Un’altra variante lo riconduce, poi, al senso di nostalgia per il Santuario distrutto dai Romani, per cui non si poteva più godere dei festeggiamenti e dei primi frutti della natura. E ancora: la sofferenza esprimerebbe l’angoscia dei contadini per il raccolto, minacciato dai venti che pare soffino impetuosi in Terra d’Israele, spesso associati ad alluvioni. Senza contare la tradizione che si concentra sul 17 del mese di Iyar, in pieno periodo dell’Omer, quando al seicentesimo compleanno di Noè sarebbe iniziato il diluvio universale: in questo caso, il lutto onorerebbe quella prima umanità soppressa da Dio per i suoi peccati. Infine, il dolore per l’inasprimento della condizione degli ebrei sotto l’imperatore Adriano, dopo la débâcle di Bar Kokheba.

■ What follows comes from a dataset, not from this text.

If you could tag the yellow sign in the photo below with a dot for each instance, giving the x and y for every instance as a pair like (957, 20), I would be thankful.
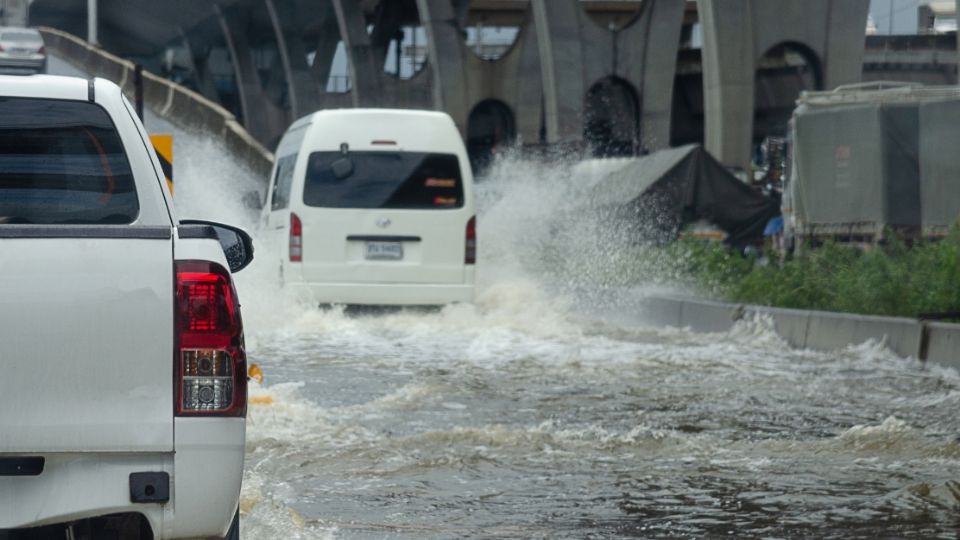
(163, 145)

E un’ulteriore esegesi è subentrata negli ultimi tre, quattro secoli: “I cabalisti fanno risalire al trentatreesimo giorno dell’Omer la morte di Rabbi Shimon Bar-Yohai, ovvero colui che avrebbe inventato la Cabbalà, essendogli attribuita la redazione del libro fondativo della dottrina, lo Zohar. Si tratterebbe, pertanto, della commemorazione festiva della sua morte. Festiva perché pare che Bar-Yohai non vedesse l’ora di ricongiungere la propria anima a Dio. La sua sepoltura, a Meron, è diventata meta di pellegrinaggio di grandi maestri, nonostante il veto del rabbinato ufficiale, e si racconta che uno di questi abbia strisciato fino alla tomba e, strappatisi i vestiti, li abbia bruciati. Da qui sarebbe nata l’usanza di dare fuoco a certi oggetti. Negli stessi giorni, in Israele si organizzano picnic, con falò e gare sportive, soprattutto con l’arco”. I fuochi come mezzi di segnalazione militare, l’arco come arma: non è improbabile che queste tradizioni, fatte discendere da origini mitiche, celebrino in realtà la sollevazione contro i Romani. “D’altronde – conclude rav Caro –, non è forse questo un tratto distintivo dell’ebraismo? Ribaltare, confondere gli eventi, fuorviarne la lettura da parte del mondo esterno, ma facendoli in qualche modo rientrare nel nostro sistema”.